At the Perry Creek Winery event, Ray Nutting stayed mostly in the background as his wife greeted guests on a sprawling patio. As he presses his legal appeals, Ray Nutting said he supports his wife’s decision to run and that she made it on her own.
“I’m just taking everything a day at time,” he said.
Meanwhile, people such as Bonnie Porter rallied around the new candidate.
“When I heard she was going to run, the joy that I felt was just immense,” said Porter, a retired Aerojet employee.
The remaining four El Dorado County supervisors voted in June to schedule the special election, at a cost of $100,000. They said the county charter required them to fill the seat within 120 days after the judge ordered Ray Nutting’s removal.
Special-election candidates include Chris Amaral, an El Dorado Hills resident and project manager for computer database systems who lost a bid for county recorder-clerk in June. Also running is Claire McNeal, a former vice chairman of the county Republican central committee and neighbor of the Nuttings in the Happy Valley region of Somerset.
Another hopeful, George Turnboo, an auto shop owner in the town of El Dorado, was handily defeated by Ray Nutting in 2012. Prosecutors subpoenaed Turnboo to testify this year that his campaign might have fared better if voters in the conservative district had known that Ray Nutting was getting state income for fire protection work on his own ranch.

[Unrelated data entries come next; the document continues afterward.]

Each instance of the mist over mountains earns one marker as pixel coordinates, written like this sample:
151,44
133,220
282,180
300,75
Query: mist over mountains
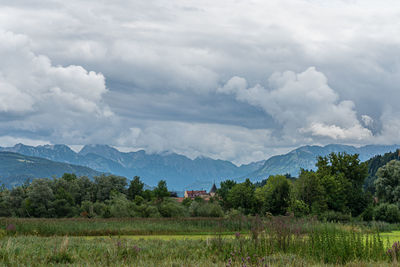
179,171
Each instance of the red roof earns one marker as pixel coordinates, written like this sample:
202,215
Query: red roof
196,193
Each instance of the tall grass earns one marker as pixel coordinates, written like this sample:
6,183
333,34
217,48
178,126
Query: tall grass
325,243
105,227
275,241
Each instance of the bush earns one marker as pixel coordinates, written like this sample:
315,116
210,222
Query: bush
171,208
205,210
299,208
368,214
334,216
387,212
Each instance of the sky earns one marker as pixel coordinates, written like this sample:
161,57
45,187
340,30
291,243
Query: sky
230,79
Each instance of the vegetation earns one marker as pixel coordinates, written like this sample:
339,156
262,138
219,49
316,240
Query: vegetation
324,217
271,241
336,191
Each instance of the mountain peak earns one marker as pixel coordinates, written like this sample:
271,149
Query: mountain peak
99,149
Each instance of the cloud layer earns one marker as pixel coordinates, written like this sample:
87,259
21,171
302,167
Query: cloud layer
238,80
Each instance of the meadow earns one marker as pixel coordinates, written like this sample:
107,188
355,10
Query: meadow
241,241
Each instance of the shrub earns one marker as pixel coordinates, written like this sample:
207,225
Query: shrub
299,208
205,210
334,216
170,208
387,212
368,214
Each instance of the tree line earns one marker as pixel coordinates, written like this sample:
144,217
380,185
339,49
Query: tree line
336,191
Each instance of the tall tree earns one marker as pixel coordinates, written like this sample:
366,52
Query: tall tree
274,196
388,183
135,188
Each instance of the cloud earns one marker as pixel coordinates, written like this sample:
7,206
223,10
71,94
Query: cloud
81,72
234,143
302,103
37,96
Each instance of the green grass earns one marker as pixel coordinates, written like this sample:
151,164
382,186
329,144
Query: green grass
80,251
106,227
277,241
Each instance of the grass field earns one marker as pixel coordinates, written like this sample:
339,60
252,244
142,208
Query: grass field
280,241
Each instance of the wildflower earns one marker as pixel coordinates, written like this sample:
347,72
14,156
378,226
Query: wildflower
11,227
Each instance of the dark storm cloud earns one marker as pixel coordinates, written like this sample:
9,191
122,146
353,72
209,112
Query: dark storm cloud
239,80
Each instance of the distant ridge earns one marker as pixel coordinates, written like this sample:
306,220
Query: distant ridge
16,168
306,157
181,172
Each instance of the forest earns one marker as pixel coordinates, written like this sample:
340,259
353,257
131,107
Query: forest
340,190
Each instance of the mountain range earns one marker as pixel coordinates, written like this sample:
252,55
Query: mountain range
181,172
15,169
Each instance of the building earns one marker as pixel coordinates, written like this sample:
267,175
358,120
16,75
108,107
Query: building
201,193
195,193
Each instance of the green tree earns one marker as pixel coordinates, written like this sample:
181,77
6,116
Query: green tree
223,192
352,170
135,188
161,191
274,196
387,184
241,196
107,184
40,195
310,191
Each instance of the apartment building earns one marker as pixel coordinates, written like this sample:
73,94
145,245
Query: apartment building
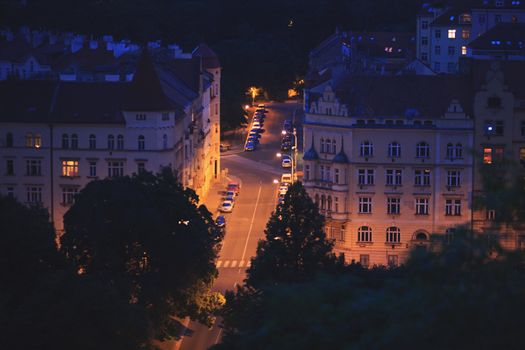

Meanwhile, candidate Dave Pratt is Ray Nutting’s appointee to the planning commission and an acquaintance of his family. He said he is running because the county needs experienced leadership, not simply the extension of a family political legacy.
“We’re going to have an election until something happens otherwise,” said Pratt, owner of the DK Cellars winery in Fair Play. “It is time for people to move on. Jennifer’s a friend of mine. Ray’s a friend of mine. I wish them well in their pursuits. But I’m in this to win it.”
In Diamond Springs, printing shop owner Neal Stockman said he is simply fed up with all things Nutting. He recently added some new lettering – “No More Nutting” – to the roadside sign advertising his business services.
“I’m tired of the Nuttings,” Stockman said. “Everything is always someone else’s fault. Nothing is Ray’s fault. I’m sorry, but when you screw up as a supervisor, you’re done as a supervisor. I have never met Jennifer. But I have no desire to put another Nutting in office.”
Yet Diamond Springs real estate broker John Stelzmiller, former chair of the county Republican central committee, said he can’t put aside how “Ray has been badly mistreated, run over the coals and shook from end to end.”
He said he is inspired by the candidacy of Jennifer Nutting, the ousted supervisor’s “right arm,” but said voters may be turned off – or wildly confused – by the county’s messy political drama.
“I think voters are going to be in the dark,” Stelzmiller said. “I really feel this is an election that is going to leave people in a lurch, not knowing where to go.”